An immediate talking point at the Ulster Orchestra's rehearsal, was The iPads. Everyone in the orchestra was playing off them - proper iPad music stands, with attendant digital gear to pencil in markings and turn pages. I knew this was coming, but didn't expect that my first experience of whole-orchestra technology would be in Belfast's beautiful Ulster Hall (built 1859.)
The UO are early adopters of the technology, having initially taken it up during the Covid period, but then realised how useful it was; for instance, allowing rehearsal markings to be sent immediately through the section (by whom, wasn't quite clear to me yet.) I can also imagine that some string players may be happy to play off a personal part, turned at the moment of their choice (!) An undoubted advantage is that parts can so easily be sent out for prior view to everyone before rehearsals start, and not mislaid afterwards.

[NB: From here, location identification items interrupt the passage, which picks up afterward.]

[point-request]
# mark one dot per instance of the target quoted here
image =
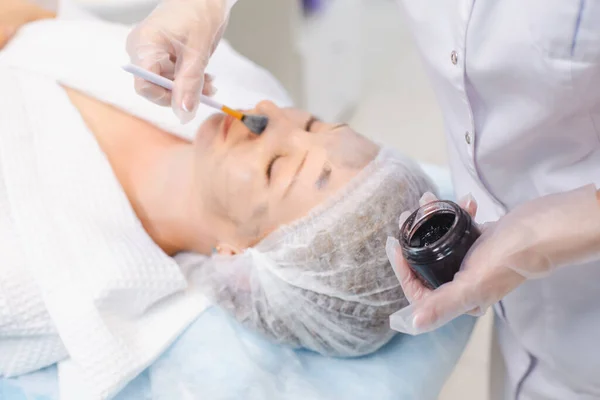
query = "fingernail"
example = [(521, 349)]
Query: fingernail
[(418, 321), (403, 217), (467, 200), (391, 247), (188, 104), (427, 198)]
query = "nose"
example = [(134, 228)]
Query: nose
[(267, 108)]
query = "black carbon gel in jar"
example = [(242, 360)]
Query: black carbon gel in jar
[(435, 239)]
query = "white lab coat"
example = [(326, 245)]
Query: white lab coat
[(519, 86)]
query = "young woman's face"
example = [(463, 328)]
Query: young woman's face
[(251, 184)]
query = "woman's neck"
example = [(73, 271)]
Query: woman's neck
[(155, 170)]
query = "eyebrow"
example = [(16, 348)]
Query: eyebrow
[(314, 119), (295, 178), (324, 177)]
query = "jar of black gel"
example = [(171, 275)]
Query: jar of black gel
[(435, 239)]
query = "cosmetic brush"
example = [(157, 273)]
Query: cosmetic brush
[(256, 123)]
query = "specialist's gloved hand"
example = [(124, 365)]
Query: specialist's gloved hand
[(529, 242), (176, 41)]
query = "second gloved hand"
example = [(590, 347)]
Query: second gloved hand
[(529, 242), (176, 41)]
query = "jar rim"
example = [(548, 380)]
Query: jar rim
[(442, 246)]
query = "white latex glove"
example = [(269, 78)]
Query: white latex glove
[(176, 41), (529, 242)]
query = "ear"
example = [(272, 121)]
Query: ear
[(225, 249)]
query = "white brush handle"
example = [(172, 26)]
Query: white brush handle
[(165, 83)]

Faced with all that, I could hardly argue; but nevertheless feared that a whole era of orchestral life will disappear with those dog-eared orchestral part sets, along with the many markings , musical and not, within them.
I was here for my recent piece New Every Morning, which received a fine, warm-hearted performance under Angus Webster. The piece had been written for an amateur group, the New Edinburgh Orchestra, and my happiest take-away on the day was that the music had transferred to a professional context with no issues at all. The Belfast concert was a BBC production, and a Radio 3 recording will appear soon.